T Sale's Blog

Tuesday, August 15, 2006

Making Science Fiction Up To Date

Thinking about constructivist teaching has prompted me to change something I’ve done in my Science Fiction class for a long time. I started teaching SF when I first came to AHS in 1985, and I inherited a three-part slide show of the history of SF. The slides are in carousel trays, and the audio is on both cassette tape and vinyl records, complete with the “beep” to tell you when to change the slides. (Lately I’ve been using the records because they have better sound quality than the old cassettes.) Now here’s the thing: I’m not planning on abandoning the slide show. I have to supplement it more and more because it was made in 1974, and it’s a little corny in spots, but it has good information on the roots of SF, and it’s narrated by the great Rod Serling (creator of The Twilight Zone, for those of you too young to remember). And using such retro gear in a class about the future appeals to my sense of irony. It’s my own little tradition. However, here’s what I plan to change. In the past, I’ve always given the students a set of fill-in-the-blank notes, and later an objective test. This year I want to give them…blank paper. I want the students to really watch the show (instead of madly scribbling notes) and jot down 2 or 3 details that interest them – perhaps an image from one of the slides, or a detail about an author. Along with that, they’re going to express some of the questions they have about science fiction tropes like time travel, aliens, robots, and the future. I hope to get the kids asking about science fiction, instead of feeding them the knowledge that I think they should know. Later, as a little project, I’m going to have them research some of the authors and trends of the eighties, nineties, and aughties, and create their own update in artistic form.
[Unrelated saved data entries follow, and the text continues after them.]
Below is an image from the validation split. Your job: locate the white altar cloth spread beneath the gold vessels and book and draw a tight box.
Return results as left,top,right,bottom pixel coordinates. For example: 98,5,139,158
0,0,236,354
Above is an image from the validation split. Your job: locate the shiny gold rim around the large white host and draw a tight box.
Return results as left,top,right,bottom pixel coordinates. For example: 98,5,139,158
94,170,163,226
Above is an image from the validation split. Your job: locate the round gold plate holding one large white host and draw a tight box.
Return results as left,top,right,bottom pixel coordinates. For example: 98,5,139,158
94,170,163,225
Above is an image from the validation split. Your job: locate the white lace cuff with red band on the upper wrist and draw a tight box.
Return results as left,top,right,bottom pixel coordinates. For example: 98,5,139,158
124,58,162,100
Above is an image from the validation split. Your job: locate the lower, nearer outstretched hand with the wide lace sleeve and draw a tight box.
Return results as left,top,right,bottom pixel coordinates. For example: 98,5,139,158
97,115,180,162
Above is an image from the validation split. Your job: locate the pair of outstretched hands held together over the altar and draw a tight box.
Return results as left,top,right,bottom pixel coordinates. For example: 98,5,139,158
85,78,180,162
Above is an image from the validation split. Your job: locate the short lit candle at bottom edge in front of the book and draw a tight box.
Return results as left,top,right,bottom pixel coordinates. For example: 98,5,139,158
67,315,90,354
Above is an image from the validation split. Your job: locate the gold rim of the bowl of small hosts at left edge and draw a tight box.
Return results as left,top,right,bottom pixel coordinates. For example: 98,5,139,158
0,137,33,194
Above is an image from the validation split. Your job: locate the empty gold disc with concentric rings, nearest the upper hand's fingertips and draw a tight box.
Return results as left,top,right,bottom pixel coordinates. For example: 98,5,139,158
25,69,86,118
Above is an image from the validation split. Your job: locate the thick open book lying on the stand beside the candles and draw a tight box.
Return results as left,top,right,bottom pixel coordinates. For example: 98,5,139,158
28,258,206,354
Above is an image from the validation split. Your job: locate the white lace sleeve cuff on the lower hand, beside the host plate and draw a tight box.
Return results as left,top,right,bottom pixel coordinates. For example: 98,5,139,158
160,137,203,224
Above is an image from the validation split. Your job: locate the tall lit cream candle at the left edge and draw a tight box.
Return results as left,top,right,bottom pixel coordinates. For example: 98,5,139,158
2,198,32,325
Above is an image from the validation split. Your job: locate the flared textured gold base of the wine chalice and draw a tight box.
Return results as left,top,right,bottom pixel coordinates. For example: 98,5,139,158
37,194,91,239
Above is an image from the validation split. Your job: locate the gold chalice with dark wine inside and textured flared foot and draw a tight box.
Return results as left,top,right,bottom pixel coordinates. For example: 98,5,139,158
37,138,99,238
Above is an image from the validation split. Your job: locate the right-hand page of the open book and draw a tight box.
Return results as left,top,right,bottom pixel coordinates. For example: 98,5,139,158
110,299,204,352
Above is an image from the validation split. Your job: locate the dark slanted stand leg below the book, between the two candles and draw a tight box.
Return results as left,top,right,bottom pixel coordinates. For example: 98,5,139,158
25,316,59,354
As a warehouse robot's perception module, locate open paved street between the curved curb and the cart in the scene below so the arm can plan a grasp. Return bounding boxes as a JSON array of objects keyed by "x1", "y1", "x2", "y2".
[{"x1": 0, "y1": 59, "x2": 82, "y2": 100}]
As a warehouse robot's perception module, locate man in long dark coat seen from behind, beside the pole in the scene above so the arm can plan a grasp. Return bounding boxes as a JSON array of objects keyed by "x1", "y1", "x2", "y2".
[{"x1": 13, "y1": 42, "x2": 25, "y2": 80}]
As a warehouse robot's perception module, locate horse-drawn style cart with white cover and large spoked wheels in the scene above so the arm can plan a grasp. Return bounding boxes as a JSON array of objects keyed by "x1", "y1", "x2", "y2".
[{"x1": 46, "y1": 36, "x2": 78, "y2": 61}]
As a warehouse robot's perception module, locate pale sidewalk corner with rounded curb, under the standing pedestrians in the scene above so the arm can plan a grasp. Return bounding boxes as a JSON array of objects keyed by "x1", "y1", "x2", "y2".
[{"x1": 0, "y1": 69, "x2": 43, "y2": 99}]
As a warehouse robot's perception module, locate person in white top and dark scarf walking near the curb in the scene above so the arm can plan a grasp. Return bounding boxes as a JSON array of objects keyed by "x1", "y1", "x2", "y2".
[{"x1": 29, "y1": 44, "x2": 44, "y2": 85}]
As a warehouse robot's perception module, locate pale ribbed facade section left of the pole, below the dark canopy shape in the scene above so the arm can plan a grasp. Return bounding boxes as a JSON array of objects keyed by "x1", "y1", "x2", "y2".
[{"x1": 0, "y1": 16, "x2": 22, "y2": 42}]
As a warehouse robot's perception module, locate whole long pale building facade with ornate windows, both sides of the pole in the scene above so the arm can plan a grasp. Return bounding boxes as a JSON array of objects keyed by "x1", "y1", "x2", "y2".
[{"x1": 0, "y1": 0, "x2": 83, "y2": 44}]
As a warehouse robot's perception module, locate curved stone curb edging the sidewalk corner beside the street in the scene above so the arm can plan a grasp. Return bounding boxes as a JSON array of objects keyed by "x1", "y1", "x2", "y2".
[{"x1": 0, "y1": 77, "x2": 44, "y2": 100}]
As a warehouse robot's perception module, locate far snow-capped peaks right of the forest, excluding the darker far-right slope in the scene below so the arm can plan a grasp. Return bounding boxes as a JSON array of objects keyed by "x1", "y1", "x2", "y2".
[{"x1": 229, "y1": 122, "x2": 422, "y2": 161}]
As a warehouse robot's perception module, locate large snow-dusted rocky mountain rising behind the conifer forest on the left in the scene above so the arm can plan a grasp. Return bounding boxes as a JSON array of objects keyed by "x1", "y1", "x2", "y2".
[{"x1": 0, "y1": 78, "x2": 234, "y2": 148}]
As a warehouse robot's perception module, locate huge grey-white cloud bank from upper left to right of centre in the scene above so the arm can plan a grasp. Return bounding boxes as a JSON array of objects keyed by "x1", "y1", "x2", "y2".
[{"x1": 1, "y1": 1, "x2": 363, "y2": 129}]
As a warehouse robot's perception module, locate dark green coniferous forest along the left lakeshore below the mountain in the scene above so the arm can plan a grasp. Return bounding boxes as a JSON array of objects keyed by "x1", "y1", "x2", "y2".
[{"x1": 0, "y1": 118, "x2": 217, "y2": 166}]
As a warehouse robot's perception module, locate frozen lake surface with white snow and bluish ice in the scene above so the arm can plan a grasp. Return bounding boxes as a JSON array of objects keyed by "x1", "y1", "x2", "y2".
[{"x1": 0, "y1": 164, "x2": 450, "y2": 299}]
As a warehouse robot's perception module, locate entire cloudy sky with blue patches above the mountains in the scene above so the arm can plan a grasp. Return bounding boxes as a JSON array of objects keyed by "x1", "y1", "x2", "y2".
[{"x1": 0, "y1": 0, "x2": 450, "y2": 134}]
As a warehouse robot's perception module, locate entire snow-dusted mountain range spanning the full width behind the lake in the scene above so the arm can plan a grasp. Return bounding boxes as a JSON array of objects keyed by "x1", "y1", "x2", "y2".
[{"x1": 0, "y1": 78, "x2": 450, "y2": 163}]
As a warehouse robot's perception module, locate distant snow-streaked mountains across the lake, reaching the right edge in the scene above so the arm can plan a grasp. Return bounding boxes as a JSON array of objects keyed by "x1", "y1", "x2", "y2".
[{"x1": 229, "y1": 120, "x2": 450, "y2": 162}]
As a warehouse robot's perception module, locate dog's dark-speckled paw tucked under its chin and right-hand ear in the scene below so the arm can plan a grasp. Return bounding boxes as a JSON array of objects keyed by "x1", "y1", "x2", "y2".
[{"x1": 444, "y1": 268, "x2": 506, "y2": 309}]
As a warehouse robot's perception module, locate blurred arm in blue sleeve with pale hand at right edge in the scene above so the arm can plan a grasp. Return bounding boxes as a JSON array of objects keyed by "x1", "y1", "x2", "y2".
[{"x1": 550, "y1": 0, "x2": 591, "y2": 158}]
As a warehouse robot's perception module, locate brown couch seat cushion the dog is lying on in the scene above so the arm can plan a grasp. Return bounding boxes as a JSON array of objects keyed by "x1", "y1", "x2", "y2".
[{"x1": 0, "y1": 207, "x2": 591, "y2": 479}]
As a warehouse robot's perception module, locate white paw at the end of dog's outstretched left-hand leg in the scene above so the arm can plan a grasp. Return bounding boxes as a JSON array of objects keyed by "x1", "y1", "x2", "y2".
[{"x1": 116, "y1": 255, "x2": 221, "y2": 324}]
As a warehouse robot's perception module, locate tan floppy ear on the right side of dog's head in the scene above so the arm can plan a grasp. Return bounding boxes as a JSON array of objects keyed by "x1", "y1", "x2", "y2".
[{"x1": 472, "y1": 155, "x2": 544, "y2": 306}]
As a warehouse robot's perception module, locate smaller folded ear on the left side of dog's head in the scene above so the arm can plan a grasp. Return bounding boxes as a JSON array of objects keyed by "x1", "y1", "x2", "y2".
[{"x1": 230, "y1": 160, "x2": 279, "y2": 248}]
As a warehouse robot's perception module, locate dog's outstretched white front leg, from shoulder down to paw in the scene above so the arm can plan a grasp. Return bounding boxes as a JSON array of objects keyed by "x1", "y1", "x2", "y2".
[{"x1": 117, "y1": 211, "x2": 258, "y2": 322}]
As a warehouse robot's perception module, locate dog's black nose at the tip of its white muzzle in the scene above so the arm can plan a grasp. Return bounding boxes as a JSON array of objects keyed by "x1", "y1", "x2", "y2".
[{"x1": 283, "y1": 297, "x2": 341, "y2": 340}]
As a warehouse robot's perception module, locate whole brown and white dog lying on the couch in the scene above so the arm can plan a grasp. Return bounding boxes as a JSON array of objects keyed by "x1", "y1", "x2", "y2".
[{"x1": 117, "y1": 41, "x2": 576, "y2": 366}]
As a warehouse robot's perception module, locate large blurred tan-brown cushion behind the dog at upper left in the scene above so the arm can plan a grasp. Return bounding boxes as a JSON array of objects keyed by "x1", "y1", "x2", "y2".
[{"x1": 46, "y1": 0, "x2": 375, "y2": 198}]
  • At Tue Aug 15, 09:18:00 PM 2006, Blogger Karl Fisch said…

    Nice. I really like the idea of "blank paper" as a metaphor (is that the correct use of that word?) for what you're doing. In the end, it's whatever the students decide is important that truly ends up "on the paper" for them. No matter how important we think certain pieces of knowledge are to know, no matter how hard we try or how creative we get, if the students forget it two weeks after the test, what have we accomplished? If you truly get them thinking about science fiction, involved in science fiction, relating science fiction to their lives and the world, and then - dare I say - actually writing science fiction - how cool would that be?

  • At Mon Aug 21, 05:05:00 PM 2006, Blogger Davis said…

    I think this is a great tradition to keep, but the change sounds really purposeful. I like the idea of trying to understand what is important and pulling that information out. What about having the students looking for information on the science fiction tropes you mentioned, and figuring out why there is such a focus on these in futuristic writing. Can they then, find something in our world that seems science fiction, but is developed, or on the verge of developing (like Tyler's knee/DNA cloning of sorts)?